In a similar vein, let me ask why we should take seriously economic analysis offered up by a financial-sector lobbying group on behalf of its members — if, for example, it says that regulation of its members will slow economic growth? Surely, we should check the numbers in the analysis carefully and be skeptical of the policy recommendations.

A timely example comes from the Institute of International Finance, which calls itself “the Global Association of Financial Institutions” and whose board members are all from big banks. (Indeed, the institute is more than a mere lobbying group; in the recent Greek debt negotiations, it was in charge of coordinating the terms proposed by private-sector banks for their involvement in the debt restructuring.)

So what do we make of its policy recommendations? In a report released this week, “The Cumulative Impact on the Global Economy of Changes in the Financial Regulatory Framework,” for example, the institute asserts that additional capital requirements for its members could result in “3.2 percent lower output by 2015 in these economies than would otherwise be the case” (see Paragraph 5 of its news release accompanying the report).

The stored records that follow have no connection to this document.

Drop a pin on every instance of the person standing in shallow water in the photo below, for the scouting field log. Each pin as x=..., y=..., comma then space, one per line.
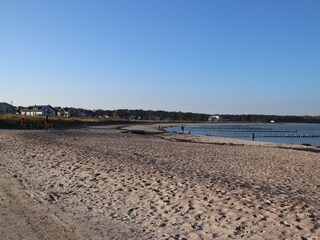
x=46, y=122
x=252, y=136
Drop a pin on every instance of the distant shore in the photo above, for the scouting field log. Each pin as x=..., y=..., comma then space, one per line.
x=138, y=182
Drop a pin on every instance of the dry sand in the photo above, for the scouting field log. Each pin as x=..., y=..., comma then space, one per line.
x=104, y=183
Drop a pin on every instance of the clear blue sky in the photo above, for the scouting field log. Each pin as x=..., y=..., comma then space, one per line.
x=226, y=56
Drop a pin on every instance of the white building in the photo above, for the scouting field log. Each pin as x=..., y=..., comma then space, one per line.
x=41, y=110
x=215, y=118
x=7, y=108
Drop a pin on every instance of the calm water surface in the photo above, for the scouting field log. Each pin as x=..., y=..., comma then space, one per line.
x=279, y=133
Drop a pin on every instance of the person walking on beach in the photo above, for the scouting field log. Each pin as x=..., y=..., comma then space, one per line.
x=46, y=122
x=23, y=123
x=252, y=136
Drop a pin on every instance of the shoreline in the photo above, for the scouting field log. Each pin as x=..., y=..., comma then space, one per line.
x=110, y=183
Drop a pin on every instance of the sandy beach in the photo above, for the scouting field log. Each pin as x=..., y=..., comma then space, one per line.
x=140, y=183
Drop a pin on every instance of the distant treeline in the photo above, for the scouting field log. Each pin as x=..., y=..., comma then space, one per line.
x=188, y=116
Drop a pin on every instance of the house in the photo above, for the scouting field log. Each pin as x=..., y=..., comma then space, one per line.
x=7, y=108
x=215, y=118
x=154, y=118
x=67, y=112
x=39, y=110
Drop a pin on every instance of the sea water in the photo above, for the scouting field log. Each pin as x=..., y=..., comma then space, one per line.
x=280, y=133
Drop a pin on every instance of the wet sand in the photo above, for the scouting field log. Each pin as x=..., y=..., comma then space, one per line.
x=107, y=183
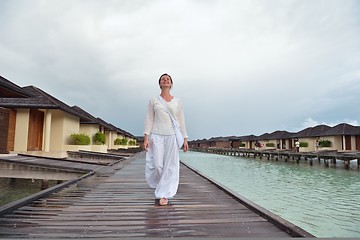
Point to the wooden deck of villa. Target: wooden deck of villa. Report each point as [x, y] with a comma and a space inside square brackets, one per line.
[115, 202]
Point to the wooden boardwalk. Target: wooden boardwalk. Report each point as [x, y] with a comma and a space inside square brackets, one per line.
[115, 202]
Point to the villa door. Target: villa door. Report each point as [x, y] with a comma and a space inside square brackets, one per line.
[35, 135]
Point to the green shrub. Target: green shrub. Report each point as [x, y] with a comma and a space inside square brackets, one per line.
[99, 138]
[325, 143]
[79, 139]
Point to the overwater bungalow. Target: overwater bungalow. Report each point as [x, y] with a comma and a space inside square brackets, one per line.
[309, 137]
[343, 137]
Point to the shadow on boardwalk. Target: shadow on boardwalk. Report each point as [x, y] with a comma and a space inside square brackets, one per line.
[116, 202]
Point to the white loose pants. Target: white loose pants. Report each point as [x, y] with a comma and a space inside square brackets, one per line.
[162, 165]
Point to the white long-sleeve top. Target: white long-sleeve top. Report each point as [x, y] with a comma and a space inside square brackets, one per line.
[158, 120]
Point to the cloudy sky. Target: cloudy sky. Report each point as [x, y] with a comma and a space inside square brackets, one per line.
[240, 66]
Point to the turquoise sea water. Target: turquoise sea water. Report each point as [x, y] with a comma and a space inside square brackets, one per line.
[323, 201]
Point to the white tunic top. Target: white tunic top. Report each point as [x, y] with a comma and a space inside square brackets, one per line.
[158, 120]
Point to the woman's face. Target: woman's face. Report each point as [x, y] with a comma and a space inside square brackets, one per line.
[165, 81]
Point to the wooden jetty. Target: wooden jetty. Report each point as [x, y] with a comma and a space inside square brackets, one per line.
[327, 156]
[115, 202]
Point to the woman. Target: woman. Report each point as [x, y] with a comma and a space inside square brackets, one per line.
[162, 151]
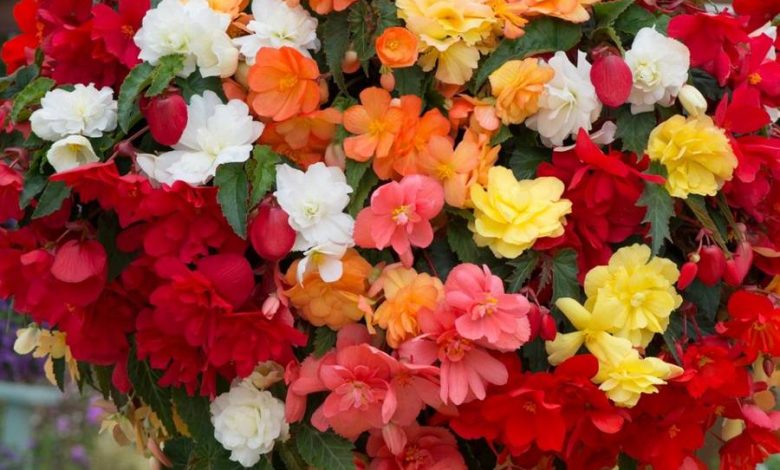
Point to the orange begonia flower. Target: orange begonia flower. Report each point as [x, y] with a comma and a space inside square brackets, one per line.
[284, 83]
[407, 293]
[517, 85]
[334, 304]
[375, 121]
[397, 47]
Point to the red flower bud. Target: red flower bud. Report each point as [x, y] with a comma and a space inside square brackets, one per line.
[612, 79]
[687, 275]
[270, 232]
[711, 265]
[167, 117]
[739, 265]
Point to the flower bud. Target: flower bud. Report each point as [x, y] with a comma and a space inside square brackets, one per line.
[711, 265]
[612, 79]
[26, 340]
[692, 100]
[270, 232]
[687, 275]
[167, 117]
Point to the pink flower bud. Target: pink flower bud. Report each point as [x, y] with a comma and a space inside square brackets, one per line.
[167, 117]
[270, 232]
[612, 79]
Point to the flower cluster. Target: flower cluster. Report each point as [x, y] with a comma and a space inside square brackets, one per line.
[411, 234]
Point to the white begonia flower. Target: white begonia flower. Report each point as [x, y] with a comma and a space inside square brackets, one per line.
[248, 422]
[659, 66]
[190, 28]
[216, 133]
[315, 201]
[276, 25]
[326, 259]
[85, 111]
[71, 152]
[569, 102]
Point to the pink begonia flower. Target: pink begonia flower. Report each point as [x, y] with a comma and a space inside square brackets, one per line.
[466, 368]
[425, 448]
[488, 315]
[399, 216]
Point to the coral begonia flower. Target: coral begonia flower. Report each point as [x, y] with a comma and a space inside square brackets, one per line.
[284, 83]
[400, 215]
[376, 123]
[396, 47]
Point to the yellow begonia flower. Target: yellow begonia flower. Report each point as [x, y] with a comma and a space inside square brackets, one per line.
[625, 380]
[591, 332]
[510, 215]
[637, 291]
[517, 86]
[696, 153]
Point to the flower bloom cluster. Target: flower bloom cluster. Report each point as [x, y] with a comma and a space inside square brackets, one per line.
[401, 235]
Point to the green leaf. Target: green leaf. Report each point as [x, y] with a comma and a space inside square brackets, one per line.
[262, 172]
[135, 82]
[634, 129]
[523, 266]
[324, 340]
[34, 182]
[410, 80]
[324, 450]
[165, 71]
[108, 229]
[461, 241]
[196, 84]
[633, 19]
[543, 34]
[144, 380]
[31, 95]
[58, 366]
[359, 196]
[51, 200]
[565, 275]
[335, 42]
[607, 12]
[660, 208]
[233, 195]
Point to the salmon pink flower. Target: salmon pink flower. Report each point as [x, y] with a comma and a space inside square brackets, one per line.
[283, 83]
[399, 216]
[375, 122]
[488, 315]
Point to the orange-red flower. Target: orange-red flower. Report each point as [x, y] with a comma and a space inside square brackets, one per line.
[397, 47]
[375, 121]
[283, 83]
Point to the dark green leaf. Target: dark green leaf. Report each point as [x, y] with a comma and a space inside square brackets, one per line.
[165, 71]
[410, 80]
[144, 380]
[135, 82]
[335, 42]
[607, 12]
[30, 96]
[324, 340]
[262, 172]
[51, 199]
[565, 275]
[233, 195]
[523, 267]
[196, 84]
[34, 182]
[108, 230]
[634, 129]
[324, 450]
[543, 34]
[59, 366]
[660, 208]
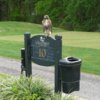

In recent conversations with some policy makers from the Group of 7 nations, I was told that the institute’s previous, interim report on this same topic was largely without value (some said completely without value).

I hope these policy makers and others react the same way in this instance, because the institute refuses to acknowledge the vast cost imposed on society by the combination of big banks, high leverage and low capital that it endorsed through 2008 and that it defends today, with only minor modifications. (James Kwak and I wrote directly about these issues in “13 Bankers” — and we’re now hard at work on the sequel.)

The institute’s report is nothing more than lobbying masquerading as economic analysis. And just as S.&P. is paid for its ratings by the issuers, the institute is paid to represent the views of big banks. We would be wise to suspect that in both cases, the paying customer would prefer a particular outcome — irrespective of what the evidence says.